If installed this way will a regular bootloader not be needed? Does a capable nic or iPXE take the place of a bootloader?

STREBLO (talk) 03:57, 14 November 2016 (UTC)Reply[reply]

Technical rewrite

The grammar in this article is pretty terrible, making the text difficult to follow. I'm improving it section-by-section, but what I'm more worried about is the technical section(s). I'm working with iSCSI myself, so I'm willing to rewrite and rework the sections to be clearer and correct, if I find any inaccuraries.

Spans (talk) 09:33, 1 March 2021 (UTC)Reply[reply]

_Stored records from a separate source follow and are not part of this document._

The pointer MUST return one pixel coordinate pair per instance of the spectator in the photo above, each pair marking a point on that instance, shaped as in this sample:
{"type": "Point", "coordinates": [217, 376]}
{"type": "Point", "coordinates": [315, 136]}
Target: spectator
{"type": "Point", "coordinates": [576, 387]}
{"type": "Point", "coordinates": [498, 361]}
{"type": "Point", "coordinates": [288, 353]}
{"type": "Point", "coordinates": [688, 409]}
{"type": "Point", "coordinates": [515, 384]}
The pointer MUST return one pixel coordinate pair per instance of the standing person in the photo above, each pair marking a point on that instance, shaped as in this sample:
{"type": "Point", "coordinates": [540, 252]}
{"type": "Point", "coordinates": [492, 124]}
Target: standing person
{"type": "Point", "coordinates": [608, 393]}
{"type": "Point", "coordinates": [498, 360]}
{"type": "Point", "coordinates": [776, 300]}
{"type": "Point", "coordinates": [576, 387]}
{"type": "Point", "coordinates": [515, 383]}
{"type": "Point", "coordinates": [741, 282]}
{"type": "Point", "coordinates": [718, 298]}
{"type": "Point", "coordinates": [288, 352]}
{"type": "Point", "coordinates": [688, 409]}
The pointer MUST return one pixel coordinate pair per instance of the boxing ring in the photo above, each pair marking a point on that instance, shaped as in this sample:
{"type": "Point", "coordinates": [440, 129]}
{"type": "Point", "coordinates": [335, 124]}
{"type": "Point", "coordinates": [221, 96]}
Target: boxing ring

The shutdown issue is not addressed

There is only a brief mention of needing to make sure your network manager doesn't shut down too early. This is actually a quite complex problem as things like networkd stop very early in the shutdown process which can lead to data loss. Even if you remove the shutdown dependencies for networkd there is still journald running at the very end of shutdown which causes a hang and data loss due to the filesystem not being available.

Other distributions usually handle this automatically but with Arch needing manual configuration this seems like it needs more than a short offhand mention of the problem.